1º de Setembro de 1970 – Expresso Hogwarts

— E se eu não entrar pra Corvinal, Vi? – Uma garotinha com longos cabelos cor-de-mel passa pela porta e senta-se próxima a janela da cabine. – Pior! E se eu for pra Sonserina?

— Não seja boba, Zozo! Você não vai pra Sonserina. – diz o irmão da garotinha, fazendo-a sorrir.

— Ouvi dizer que tem uma cobra gigante na Sonserina e todos que entram têm que levar uma picada dela. A dor é tão forte que já matou um aluno. – um menino pálido diz sentado no canto perto da porta, fazendo os irmãos se assustarem com sua presença até então não percebida. – E que o fantasma desse aluno ainda vaga pelo castelo procurando meninas choronas pra puxar o pé enquanto elas dormem! – a garotinha arregala os olhos e Sirius cai na risada.

— EI! Essa cabine é nossa! Deixa a gente em paz! – diz a mini versão do Victor enquanto a irmã assustada abraçava o seu braço. – Não liga pra ele, Zoe. Nós vamos pra Corvinal juntos, lembra?!

— Corvinal, é?! Que grande porcaria! Só chato entra pra Corvinal! - Sirius zombava com a boca suja de sapos de chocolate.

— Fique sabendo que a Corvinal é a melhor casa de todas! – Victor fala, cruzando os braços, de pé no meio da cabine.

— É a melhor casa pra um bebê chorão igual você! – Sirius também se levanta.

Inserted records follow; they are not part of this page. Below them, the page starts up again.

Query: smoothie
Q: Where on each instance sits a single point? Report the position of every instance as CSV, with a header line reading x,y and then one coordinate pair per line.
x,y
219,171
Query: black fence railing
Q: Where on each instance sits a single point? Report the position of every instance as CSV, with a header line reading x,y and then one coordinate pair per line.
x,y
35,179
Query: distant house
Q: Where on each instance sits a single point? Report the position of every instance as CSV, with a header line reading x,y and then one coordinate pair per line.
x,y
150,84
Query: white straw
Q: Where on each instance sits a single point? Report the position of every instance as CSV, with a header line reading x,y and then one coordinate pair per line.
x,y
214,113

— Não fala assim do meu irmão! – Zoe se posicionava ao lado do gêmeo.

— Por quê? O que uma garotinha como você vai fazer?

A menina se aproxima de Sirius e lhe dá um belo chute na canela. Já estava pronta pra dar outro, quando é segurada pelo irmão e arrastada pra fora da cabine, deixando o menino de cabelos negros de olhos marejados.

             Aquela lembrança me fez soltar uma risada espontânea. Pego minha bolsa e levanto correndo em direção as escadas. Esbarro em um aluno da Sonserina pelo caminho, e grito um pedido de desculpas enquanto continuo a correr. 

            Começo a subir as escadas mas elas resolvem mudar de direção e eu tenho que esperar pacientemente até que voltem ao normal. Chego atrasada ao pátio da Torre do Relógio e não vejo ninguém. Me apoio na fonte localizada no centro.

— Tá atrasada, Laverne! – diz uma voz atrás de mim, fazendo eu me virar assustada. Saindo de trás de uma pilastra, Sirius me olhava com as mãos dentro dos bolsos da sua calça. – Achei que você não viesse.

— Eu também achei. - sinto meu coração acelerar enquanto ele se aproxima.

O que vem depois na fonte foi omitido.